Nagle wszyscy w studiu TVP powstali. Wyjątkowy powód

Twitter / TVP Sport / Na zdjęciu: studio TVP Sport
Twitter / TVP Sport / Na zdjęciu: studio TVP Sport

Przed sesją wieczorną pierwszego dnia lekkoatletycznych mistrzostw Europy w Rzymie doszło do niespodziewanej sytuacji. Nagle w studiu TVP Sport nastąpiło poruszenie, wynikające z wyjątkowej okazji,

W piątek 7 czerwca rozpoczęły się lekkoatletyczne mistrzostwa Europy w Rzymie. W sesji porannej odbyły się przede wszystkim serie eliminacyjne. Wieczorem odbędą się pierwsze finały, w których zobaczymy pierwszych reprezentantów Polski. O medale powalczą Klaudia Kardasz (pchnięcie kulą), Oskar Stachnik (rzut dyskiem) i sztafeta mieszana 4x400 metrów.

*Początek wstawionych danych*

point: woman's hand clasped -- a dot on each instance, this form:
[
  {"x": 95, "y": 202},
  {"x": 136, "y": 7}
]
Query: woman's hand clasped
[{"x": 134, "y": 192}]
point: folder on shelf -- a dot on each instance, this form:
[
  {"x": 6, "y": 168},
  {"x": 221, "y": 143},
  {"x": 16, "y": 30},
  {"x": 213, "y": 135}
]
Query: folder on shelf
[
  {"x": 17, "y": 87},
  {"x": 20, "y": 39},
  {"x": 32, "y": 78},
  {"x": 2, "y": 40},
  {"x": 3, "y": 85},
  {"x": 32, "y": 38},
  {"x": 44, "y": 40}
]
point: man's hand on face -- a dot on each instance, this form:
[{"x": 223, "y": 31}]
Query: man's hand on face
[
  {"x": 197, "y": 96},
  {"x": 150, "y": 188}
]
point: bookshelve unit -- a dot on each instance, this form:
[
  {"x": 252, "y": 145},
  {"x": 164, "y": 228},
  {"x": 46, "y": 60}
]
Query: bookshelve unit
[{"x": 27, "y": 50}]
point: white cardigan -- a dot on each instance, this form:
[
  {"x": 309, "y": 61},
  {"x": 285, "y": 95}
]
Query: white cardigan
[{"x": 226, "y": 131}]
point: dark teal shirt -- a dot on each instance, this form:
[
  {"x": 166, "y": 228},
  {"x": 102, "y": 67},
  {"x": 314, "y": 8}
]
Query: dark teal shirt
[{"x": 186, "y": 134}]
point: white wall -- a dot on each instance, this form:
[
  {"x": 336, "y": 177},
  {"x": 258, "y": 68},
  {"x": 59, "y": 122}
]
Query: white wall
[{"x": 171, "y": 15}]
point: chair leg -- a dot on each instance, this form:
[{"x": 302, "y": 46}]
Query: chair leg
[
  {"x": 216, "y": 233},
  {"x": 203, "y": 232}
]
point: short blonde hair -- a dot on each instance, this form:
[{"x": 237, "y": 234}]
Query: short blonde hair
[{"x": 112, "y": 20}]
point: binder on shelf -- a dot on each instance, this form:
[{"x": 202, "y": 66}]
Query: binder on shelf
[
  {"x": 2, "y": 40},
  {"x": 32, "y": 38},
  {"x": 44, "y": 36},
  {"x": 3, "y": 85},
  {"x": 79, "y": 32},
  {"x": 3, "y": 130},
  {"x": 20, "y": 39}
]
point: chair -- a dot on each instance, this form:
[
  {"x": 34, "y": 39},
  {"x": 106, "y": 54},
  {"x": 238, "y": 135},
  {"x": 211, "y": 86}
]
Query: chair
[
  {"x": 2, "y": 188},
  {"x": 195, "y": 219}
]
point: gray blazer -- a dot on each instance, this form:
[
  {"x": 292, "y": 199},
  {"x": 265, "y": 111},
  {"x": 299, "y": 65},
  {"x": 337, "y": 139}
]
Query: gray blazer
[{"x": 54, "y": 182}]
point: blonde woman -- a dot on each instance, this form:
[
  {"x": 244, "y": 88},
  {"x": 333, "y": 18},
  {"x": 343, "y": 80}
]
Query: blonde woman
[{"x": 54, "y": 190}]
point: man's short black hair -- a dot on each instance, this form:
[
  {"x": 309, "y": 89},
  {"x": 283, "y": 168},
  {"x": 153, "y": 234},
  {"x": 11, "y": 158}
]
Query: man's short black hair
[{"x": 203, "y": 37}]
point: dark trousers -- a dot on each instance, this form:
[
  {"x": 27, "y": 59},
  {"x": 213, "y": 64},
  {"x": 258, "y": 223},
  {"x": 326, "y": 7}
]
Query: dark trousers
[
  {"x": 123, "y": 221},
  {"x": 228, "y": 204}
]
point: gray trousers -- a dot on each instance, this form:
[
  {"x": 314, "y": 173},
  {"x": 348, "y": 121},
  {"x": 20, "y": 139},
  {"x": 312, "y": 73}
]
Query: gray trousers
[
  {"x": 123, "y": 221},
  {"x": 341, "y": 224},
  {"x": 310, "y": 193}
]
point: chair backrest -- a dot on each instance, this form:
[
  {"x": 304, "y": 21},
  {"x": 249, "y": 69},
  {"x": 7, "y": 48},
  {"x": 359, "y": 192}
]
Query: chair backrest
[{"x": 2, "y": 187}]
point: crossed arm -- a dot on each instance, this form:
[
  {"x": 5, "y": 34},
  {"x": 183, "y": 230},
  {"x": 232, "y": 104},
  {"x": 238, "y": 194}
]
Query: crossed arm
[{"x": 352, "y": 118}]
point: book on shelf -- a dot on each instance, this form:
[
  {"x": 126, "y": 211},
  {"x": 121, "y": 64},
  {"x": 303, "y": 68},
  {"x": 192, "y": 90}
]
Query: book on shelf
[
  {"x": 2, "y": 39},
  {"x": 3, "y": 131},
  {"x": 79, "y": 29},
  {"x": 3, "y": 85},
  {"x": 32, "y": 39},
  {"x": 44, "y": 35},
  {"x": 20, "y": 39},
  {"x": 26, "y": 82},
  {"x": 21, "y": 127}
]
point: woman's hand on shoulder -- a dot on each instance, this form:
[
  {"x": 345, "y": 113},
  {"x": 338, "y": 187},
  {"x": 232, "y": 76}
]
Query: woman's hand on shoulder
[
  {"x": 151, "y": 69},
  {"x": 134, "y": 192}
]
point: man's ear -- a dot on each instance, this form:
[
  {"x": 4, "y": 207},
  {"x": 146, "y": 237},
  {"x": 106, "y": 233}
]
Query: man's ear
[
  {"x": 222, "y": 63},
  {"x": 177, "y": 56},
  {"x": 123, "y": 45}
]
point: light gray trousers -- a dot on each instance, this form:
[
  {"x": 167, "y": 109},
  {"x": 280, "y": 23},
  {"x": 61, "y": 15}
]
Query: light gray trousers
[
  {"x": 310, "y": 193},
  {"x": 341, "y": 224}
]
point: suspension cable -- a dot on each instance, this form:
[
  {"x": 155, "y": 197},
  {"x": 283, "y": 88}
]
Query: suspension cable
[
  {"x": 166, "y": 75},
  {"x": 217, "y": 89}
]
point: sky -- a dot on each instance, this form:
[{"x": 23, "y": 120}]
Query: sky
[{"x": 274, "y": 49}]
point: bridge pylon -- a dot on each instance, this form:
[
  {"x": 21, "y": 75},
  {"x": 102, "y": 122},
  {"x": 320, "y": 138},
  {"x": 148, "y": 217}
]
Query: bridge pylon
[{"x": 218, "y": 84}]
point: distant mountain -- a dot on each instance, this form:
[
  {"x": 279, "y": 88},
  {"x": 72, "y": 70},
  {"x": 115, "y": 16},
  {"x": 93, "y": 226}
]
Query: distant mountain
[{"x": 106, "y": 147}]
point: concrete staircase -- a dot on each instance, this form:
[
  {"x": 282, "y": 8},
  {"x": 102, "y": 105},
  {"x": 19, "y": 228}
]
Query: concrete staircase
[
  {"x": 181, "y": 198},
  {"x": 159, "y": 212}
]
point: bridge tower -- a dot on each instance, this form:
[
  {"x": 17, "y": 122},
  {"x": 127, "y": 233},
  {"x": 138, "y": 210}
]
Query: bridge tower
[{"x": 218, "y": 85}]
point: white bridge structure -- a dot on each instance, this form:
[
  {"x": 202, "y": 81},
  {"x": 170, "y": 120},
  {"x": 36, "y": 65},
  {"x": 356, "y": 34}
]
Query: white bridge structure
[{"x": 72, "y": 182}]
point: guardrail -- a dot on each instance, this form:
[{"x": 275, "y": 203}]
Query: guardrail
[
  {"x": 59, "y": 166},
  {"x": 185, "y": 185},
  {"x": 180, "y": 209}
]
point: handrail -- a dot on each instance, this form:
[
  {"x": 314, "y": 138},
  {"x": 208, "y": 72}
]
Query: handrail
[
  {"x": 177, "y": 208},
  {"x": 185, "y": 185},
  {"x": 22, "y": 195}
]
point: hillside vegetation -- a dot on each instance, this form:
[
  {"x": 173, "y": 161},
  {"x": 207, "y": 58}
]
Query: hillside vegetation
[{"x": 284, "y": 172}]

Rywalizację najlepszych lekkoatletów naszego kontynentu można śledzić na antenach TVP Sport. Oprócz transmisji z zawodów można tam znaleźć studio, którego prowadzącym jest Aleksander Dzięciołowski. W roli ekspertów realizują się z kolei biegaczka Małgorzata Hołub-Kowalik oraz były dyskobol Piotr Małachowski.

Przed startem piątkowej rywalizacji w sesji wieczornej doszło do nieoczekiwanej sytuacji. Nagle wszyscy obecni w studio wstali, a Dzięciołowski zaczął składać życzenia Małachowskiemu, który dokładnie 7 czerwca obchodzi urodziny, w tym roku 41. Nie zabrakło oczywiście odśpiewania "Sto lat". Cała sytuacja wyraźnie zaskoczyła naszego dwukrotnego wicemistrza olimpijskiego.

ZOBACZ WIDEO: Zachwyty nad urodą Joanny Jóźwik. "Moje osiągnięcia są sprawą drugorzędną?"

"Dziękuję bardzo, jak zwykle wielka niespodzianka. Nie potrafię i nie lubię otrzymywać prezentów, więc bardzo serdecznie dziękuję. Jestem wzruszony" - podsumował był dyskobol.

Małachowski ma bardzo dobre wspomnienia z mistrzostwami Europy. Dwukrotnie zdobywał bowiem złote medale tej imprezy. Miało to miejsce w Barcelonie w 2010 roku i sześć lat później w Amsterdamie. Dodatkowo może się pochwalić mistrzostwem świata (Pekin 2015) i dwoma srebrami czempionaty globu (Berlin 2009 i Moskwa 2013). Wspomniane już sukcesy na igrzyskach odniósł w Pekinie w 2008 roku i osiem lat później w Rio de Janeiro.